While commenting on the scientific value of the Imperial library, we should also pay tribute to your Imperial Highness’s father, Japan’s Emperor, who not only maintains the science laboratory in the Palace grounds established by your grandfather, but also publishes the results in prestigious scientific journals. There must be few royal palaces in the world that contain such an active scientific laboratory, specialising in marine fish. Fish now form an important object of study in physiology, with the zebra fish in particular benefiting from sequencing its genome and contributing immensely to scientific knowledge relating genetics to development and physiology. It was just earlier this year that the complete sequence of the zebra fish genome was announced. Perhaps one day we shall be able to present your Highness with the genome sequence of the Goby fish, the species that forms the focus of the Imperial marine science laboratory.
Finally I come to a very special personal reason for expressing immense pleasure that you should honour us with your presence on the occasion of this opening ceremony. Both your Imperial Highness and Her Imperial Highness, the Crown Princess Masako, are alumni of my own University, Oxford. You studied at the ancient Colleges of Merton (where William Harvey was once the Warden) and Balliol, the latter being my own College.
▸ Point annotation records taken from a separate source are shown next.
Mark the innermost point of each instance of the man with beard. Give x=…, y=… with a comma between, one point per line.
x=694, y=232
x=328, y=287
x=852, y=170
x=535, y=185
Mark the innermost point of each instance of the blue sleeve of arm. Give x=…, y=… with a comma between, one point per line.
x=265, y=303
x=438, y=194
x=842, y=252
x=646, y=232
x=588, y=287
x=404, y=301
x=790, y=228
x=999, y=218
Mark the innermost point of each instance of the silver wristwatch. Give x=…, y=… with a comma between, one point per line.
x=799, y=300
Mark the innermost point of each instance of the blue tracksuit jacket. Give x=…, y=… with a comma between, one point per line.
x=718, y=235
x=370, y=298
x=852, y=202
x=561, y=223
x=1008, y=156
Needless to say, Oxford University and your Colleges, of which you and the Crown Princess are both Honorary Fellows, are open to welcome you whenever you have the opportunity to visit England.
I should like to conclude my greetings in Japanese.
(Eleven years ago I was made an Honorary Member of the Physiological Society of Japan. So I come to this meeting as one of your members. I wish this Congress to be a great success.)